Visually, the film looks great, although it was done a lot with CGI, so the Oscar nomination in this category arrived. The direction is not too complicated with the scenes, so it is quite simple. The highlights of the film are details in terms of makeup, hairstyles and costumes, which has received a lot of attention. As for music, there are criticisms that the famous Hans Zimmer also delayed his work. Everything would be better packaged if the film was shorter by at least 40 minutes, because 149 minutes is really too much for this type of film.
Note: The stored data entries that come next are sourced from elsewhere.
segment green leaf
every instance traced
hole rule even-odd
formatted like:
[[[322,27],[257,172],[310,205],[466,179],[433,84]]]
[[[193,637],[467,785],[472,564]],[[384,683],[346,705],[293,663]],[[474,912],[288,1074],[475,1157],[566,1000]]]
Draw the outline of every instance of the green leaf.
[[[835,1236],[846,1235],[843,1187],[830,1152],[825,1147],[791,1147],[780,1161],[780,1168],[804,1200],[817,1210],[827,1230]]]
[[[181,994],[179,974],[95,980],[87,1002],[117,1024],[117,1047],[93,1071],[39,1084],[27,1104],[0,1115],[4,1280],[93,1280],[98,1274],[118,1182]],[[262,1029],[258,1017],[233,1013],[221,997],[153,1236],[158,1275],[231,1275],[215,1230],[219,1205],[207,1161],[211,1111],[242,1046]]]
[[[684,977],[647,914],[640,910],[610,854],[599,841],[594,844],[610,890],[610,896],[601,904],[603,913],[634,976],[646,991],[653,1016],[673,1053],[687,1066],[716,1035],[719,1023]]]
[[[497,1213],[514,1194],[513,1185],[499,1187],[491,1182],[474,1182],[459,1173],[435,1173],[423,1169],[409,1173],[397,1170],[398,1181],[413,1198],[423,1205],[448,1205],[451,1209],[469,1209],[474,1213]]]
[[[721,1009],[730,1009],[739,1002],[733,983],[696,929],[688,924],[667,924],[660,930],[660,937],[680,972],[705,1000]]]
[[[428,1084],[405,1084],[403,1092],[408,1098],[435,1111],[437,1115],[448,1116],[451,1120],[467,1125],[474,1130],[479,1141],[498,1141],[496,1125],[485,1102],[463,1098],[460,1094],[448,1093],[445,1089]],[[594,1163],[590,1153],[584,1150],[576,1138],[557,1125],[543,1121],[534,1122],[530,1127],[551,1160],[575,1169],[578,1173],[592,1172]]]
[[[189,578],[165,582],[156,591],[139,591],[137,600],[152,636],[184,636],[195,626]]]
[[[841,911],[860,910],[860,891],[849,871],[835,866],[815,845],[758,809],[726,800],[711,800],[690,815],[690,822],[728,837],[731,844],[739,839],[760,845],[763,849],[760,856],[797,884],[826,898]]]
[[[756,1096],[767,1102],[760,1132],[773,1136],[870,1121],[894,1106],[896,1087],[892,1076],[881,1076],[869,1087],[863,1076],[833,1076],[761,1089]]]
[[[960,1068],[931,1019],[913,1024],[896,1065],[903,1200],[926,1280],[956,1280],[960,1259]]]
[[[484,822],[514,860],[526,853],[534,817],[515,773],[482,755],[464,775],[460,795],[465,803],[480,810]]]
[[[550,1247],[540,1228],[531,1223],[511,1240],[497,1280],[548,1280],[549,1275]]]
I really appreciate Johnny Depp, but it is impossible to get rid of the impression that he is acting in films that are far from his qualities. Lately, he has not been raising the level of his acting, but the level of performing and fooling around, so his natural charisma is declining. The impression is that he did his job here with half his strength and that he played the pirate Jack, and not the new character of the Indian Tont. The other characters obviously rely on numerous clichés and stereotypes, and none of the actors stood out too much by playing them.

The Lone Ranger is not a bad movie in general, but it is below expectations. Fans of Pirates of the Caribbean will enjoy it, while I recommend others to give it a chance if they are willing to completely brainwash and have fun.